“When one teaches, two learn”, said author Robert Heinlein and quite aptly so. Teaching and learning are mutual processes that go hand in hand. Teachers learn as much from their students as a student does from their teachers. It is not just a one way dissemination of text matter from a teacher to the students but rather a fruitful exchange of ideas between the two. So often the doubts of students force a teacher to look at a concept with a new perspective thereby increasing his understanding of the subject.
Our teaching philosophies are a result of our own experiences as students earlier and what I present herein is no different. These thoughts and values have been imbibed over the duration of my learning years as student and some of them have been shaped by the inspiring teachers who taught me. A healthy atmosphere in a classroom is possible when both the teacher and students recognise the dynamics of learning process. Every subject taught by a teacher has two areas of use: the application area and the research area.
The first requires the level of understanding by which the students can apply what they have learnt to real life problems. The second requires a deeper understanding and a critical reasoning of the foundations of the subject. The students studying a particular subject have different objectives and varying inclinations. For some, a given subject may be just one of the subjects needed to earn a degree and then get a job while for others it might be an area of exploration and research. I believe that the teaching methodology should therefore cater to both these diverse groups within the purview of a common classroom environment.
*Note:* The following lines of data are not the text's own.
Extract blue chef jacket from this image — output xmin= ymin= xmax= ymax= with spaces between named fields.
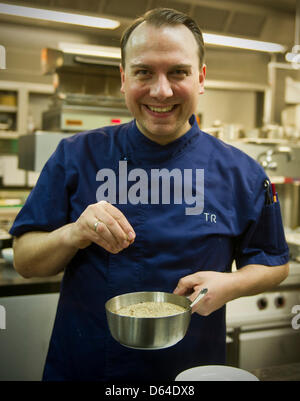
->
xmin=10 ymin=115 xmax=289 ymax=381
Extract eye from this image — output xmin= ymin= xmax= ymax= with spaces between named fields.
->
xmin=172 ymin=69 xmax=189 ymax=77
xmin=135 ymin=69 xmax=151 ymax=78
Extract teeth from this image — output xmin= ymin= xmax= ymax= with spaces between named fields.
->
xmin=148 ymin=105 xmax=174 ymax=113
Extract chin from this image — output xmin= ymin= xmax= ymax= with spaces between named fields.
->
xmin=144 ymin=125 xmax=176 ymax=138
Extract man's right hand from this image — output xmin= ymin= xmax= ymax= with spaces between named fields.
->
xmin=68 ymin=200 xmax=136 ymax=253
xmin=13 ymin=201 xmax=136 ymax=278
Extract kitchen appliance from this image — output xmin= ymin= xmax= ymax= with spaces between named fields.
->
xmin=41 ymin=48 xmax=132 ymax=132
xmin=0 ymin=293 xmax=59 ymax=380
xmin=18 ymin=131 xmax=73 ymax=172
xmin=226 ymin=260 xmax=300 ymax=370
xmin=42 ymin=104 xmax=132 ymax=132
xmin=105 ymin=289 xmax=207 ymax=350
xmin=42 ymin=93 xmax=132 ymax=132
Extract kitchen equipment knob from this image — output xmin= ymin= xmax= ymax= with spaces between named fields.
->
xmin=274 ymin=295 xmax=285 ymax=308
xmin=257 ymin=297 xmax=268 ymax=310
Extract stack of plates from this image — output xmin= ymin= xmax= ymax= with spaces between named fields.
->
xmin=175 ymin=365 xmax=259 ymax=381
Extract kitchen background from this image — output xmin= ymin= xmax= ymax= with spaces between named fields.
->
xmin=0 ymin=0 xmax=300 ymax=381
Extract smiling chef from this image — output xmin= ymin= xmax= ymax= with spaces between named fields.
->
xmin=10 ymin=8 xmax=289 ymax=381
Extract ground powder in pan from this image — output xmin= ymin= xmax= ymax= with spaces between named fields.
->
xmin=116 ymin=301 xmax=186 ymax=317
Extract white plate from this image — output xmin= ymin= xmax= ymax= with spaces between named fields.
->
xmin=175 ymin=365 xmax=259 ymax=381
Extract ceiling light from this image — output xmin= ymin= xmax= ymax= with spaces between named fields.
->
xmin=0 ymin=3 xmax=120 ymax=29
xmin=58 ymin=42 xmax=121 ymax=59
xmin=203 ymin=33 xmax=286 ymax=53
xmin=57 ymin=34 xmax=285 ymax=60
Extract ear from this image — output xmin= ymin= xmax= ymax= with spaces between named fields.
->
xmin=120 ymin=64 xmax=125 ymax=94
xmin=198 ymin=64 xmax=206 ymax=95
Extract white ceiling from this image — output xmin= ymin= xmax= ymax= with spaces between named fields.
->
xmin=0 ymin=0 xmax=297 ymax=48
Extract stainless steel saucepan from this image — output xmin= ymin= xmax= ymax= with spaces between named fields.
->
xmin=105 ymin=288 xmax=208 ymax=350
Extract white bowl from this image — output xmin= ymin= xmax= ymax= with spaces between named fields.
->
xmin=175 ymin=365 xmax=259 ymax=381
xmin=1 ymin=248 xmax=13 ymax=264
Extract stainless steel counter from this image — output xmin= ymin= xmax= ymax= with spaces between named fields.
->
xmin=0 ymin=259 xmax=62 ymax=296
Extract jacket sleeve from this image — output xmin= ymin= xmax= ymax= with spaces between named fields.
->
xmin=234 ymin=168 xmax=289 ymax=268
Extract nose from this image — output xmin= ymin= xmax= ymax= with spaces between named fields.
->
xmin=149 ymin=74 xmax=173 ymax=100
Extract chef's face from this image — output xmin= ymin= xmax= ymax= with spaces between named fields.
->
xmin=120 ymin=22 xmax=206 ymax=145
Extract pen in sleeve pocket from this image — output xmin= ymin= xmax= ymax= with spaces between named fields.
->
xmin=271 ymin=183 xmax=277 ymax=203
xmin=264 ymin=179 xmax=273 ymax=204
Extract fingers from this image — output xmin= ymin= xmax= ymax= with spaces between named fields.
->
xmin=81 ymin=201 xmax=136 ymax=254
xmin=174 ymin=271 xmax=232 ymax=317
xmin=174 ymin=276 xmax=209 ymax=316
xmin=95 ymin=201 xmax=135 ymax=243
xmin=173 ymin=272 xmax=203 ymax=296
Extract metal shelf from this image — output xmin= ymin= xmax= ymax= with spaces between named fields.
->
xmin=0 ymin=81 xmax=54 ymax=140
xmin=0 ymin=131 xmax=19 ymax=139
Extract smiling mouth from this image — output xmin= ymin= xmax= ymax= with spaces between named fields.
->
xmin=145 ymin=104 xmax=178 ymax=113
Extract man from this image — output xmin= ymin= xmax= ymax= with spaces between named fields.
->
xmin=10 ymin=8 xmax=289 ymax=381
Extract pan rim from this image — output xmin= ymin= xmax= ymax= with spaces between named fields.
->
xmin=105 ymin=290 xmax=191 ymax=319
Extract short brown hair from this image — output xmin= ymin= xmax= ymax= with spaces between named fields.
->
xmin=120 ymin=8 xmax=205 ymax=69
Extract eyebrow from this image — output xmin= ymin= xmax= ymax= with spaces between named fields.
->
xmin=129 ymin=63 xmax=151 ymax=69
xmin=170 ymin=64 xmax=192 ymax=69
xmin=129 ymin=63 xmax=192 ymax=70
For this, the theoretical aspects of a subject must be augmented with hands on approach that gives a better understanding of the applicability of concepts learnt. There can be various ways to solve a problem, just as there are various ways to interpret an abstract topic. The teaching methodology must be encouraging towards tackling a problem from different angles, rather than just a rigid method as may be mentioned in the prescribed text. As a teacher, my aim would be to evoke the interest of students towards the subject.
This essentially would begin with a brief historical perspective of how the particular area came to be recognised as a distinct specialized field on its own and the leading visionaries who established the earlier formalism for the same. The basics from which the concepts developed would then be dealt with including additional inputs to it’s relation with other fields. Real life scenarios would be considered next for developing the skills of informed problem solving and decision making capabilities. I would like to inculcate a spirit of questioning in my students to dissect every concept based on critical reasoning.
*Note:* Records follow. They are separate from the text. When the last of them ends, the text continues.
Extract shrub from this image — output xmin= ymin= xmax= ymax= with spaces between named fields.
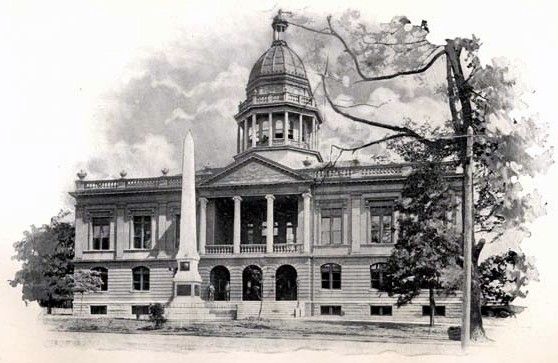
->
xmin=148 ymin=303 xmax=167 ymax=329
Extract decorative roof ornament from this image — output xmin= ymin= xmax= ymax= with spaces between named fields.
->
xmin=77 ymin=170 xmax=87 ymax=180
xmin=161 ymin=167 xmax=169 ymax=176
xmin=119 ymin=170 xmax=127 ymax=179
xmin=272 ymin=9 xmax=290 ymax=43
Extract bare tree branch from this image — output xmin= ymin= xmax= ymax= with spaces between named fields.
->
xmin=288 ymin=17 xmax=446 ymax=83
xmin=320 ymin=73 xmax=433 ymax=143
xmin=336 ymin=101 xmax=388 ymax=109
xmin=324 ymin=16 xmax=446 ymax=82
xmin=332 ymin=133 xmax=409 ymax=154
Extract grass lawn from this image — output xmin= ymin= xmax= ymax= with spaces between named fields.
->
xmin=43 ymin=317 xmax=454 ymax=344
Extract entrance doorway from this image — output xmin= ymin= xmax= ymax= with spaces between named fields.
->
xmin=210 ymin=266 xmax=230 ymax=301
xmin=242 ymin=265 xmax=262 ymax=301
xmin=275 ymin=265 xmax=297 ymax=301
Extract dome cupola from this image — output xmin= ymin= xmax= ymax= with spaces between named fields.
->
xmin=233 ymin=10 xmax=323 ymax=168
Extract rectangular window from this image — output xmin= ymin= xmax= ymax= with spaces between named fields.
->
xmin=133 ymin=216 xmax=152 ymax=249
xmin=370 ymin=305 xmax=393 ymax=316
xmin=369 ymin=202 xmax=394 ymax=244
xmin=275 ymin=119 xmax=284 ymax=139
xmin=422 ymin=305 xmax=446 ymax=316
xmin=92 ymin=217 xmax=110 ymax=250
xmin=321 ymin=208 xmax=343 ymax=245
xmin=321 ymin=264 xmax=341 ymax=289
xmin=90 ymin=305 xmax=107 ymax=315
xmin=320 ymin=305 xmax=342 ymax=316
xmin=131 ymin=305 xmax=150 ymax=316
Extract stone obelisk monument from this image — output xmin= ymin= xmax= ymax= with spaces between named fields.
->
xmin=172 ymin=130 xmax=202 ymax=301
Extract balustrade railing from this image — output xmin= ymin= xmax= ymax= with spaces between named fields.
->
xmin=75 ymin=164 xmax=412 ymax=193
xmin=205 ymin=245 xmax=233 ymax=254
xmin=313 ymin=165 xmax=406 ymax=179
xmin=238 ymin=91 xmax=316 ymax=112
xmin=240 ymin=244 xmax=267 ymax=253
xmin=273 ymin=243 xmax=302 ymax=253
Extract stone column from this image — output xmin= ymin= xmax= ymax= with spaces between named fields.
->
xmin=199 ymin=198 xmax=208 ymax=254
xmin=268 ymin=113 xmax=273 ymax=146
xmin=298 ymin=113 xmax=303 ymax=145
xmin=251 ymin=114 xmax=257 ymax=147
xmin=233 ymin=196 xmax=242 ymax=254
xmin=265 ymin=194 xmax=275 ymax=253
xmin=351 ymin=197 xmax=361 ymax=253
xmin=302 ymin=192 xmax=312 ymax=253
xmin=236 ymin=125 xmax=241 ymax=154
xmin=243 ymin=119 xmax=248 ymax=150
xmin=284 ymin=111 xmax=289 ymax=143
xmin=74 ymin=207 xmax=86 ymax=260
xmin=157 ymin=203 xmax=167 ymax=255
xmin=311 ymin=117 xmax=316 ymax=149
xmin=115 ymin=206 xmax=126 ymax=258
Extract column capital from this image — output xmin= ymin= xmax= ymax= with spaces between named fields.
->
xmin=265 ymin=194 xmax=275 ymax=201
xmin=232 ymin=196 xmax=242 ymax=202
xmin=302 ymin=192 xmax=312 ymax=200
xmin=199 ymin=197 xmax=209 ymax=206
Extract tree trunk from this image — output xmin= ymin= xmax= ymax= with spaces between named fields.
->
xmin=471 ymin=243 xmax=486 ymax=340
xmin=47 ymin=297 xmax=53 ymax=315
xmin=429 ymin=287 xmax=435 ymax=327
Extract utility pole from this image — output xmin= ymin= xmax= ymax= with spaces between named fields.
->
xmin=461 ymin=126 xmax=474 ymax=349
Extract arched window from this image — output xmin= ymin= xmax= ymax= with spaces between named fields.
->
xmin=321 ymin=263 xmax=341 ymax=289
xmin=370 ymin=263 xmax=387 ymax=290
xmin=91 ymin=267 xmax=108 ymax=291
xmin=132 ymin=266 xmax=150 ymax=291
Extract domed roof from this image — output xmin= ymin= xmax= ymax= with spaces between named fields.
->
xmin=248 ymin=40 xmax=308 ymax=85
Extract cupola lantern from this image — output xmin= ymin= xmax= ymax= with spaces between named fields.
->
xmin=232 ymin=10 xmax=323 ymax=168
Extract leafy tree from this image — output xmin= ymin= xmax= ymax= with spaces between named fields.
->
xmin=286 ymin=10 xmax=550 ymax=340
xmin=479 ymin=250 xmax=537 ymax=306
xmin=9 ymin=211 xmax=76 ymax=314
xmin=71 ymin=270 xmax=103 ymax=314
xmin=385 ymin=162 xmax=462 ymax=326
Before winding up any topic and moving on to a new concept, I would ask my students to briefly review the matter so as to gauge their level of understanding as also to give more examples to make sure that they have understood the concepts. Performance evaluation of a student’s understanding in a subject is in some way reflective of a teacher’s skill. To test a student’s understanding of the subject therefore, besides the questions with definitive textbook answers, there would be some questions that test them for a deeper understanding of the concepts.
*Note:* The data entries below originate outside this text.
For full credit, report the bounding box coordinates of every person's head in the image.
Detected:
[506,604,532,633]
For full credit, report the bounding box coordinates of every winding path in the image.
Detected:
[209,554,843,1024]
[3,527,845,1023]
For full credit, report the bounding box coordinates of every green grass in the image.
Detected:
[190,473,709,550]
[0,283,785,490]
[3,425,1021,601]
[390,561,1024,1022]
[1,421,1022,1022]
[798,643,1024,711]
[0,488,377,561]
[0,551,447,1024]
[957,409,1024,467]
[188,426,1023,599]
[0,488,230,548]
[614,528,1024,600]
However, if learning is a two way process, then the teacher should also be subjected to an evaluation and I would encourage my students to give a feedback on their learning experience for the subject taught by me. As a teacher and researcher, I thus hope to show my students the exciting dimensions of the subject I am teaching. With the help of my colleagues and feedback from my students, I intend to make learning an enriching and enjoyable experience for my students.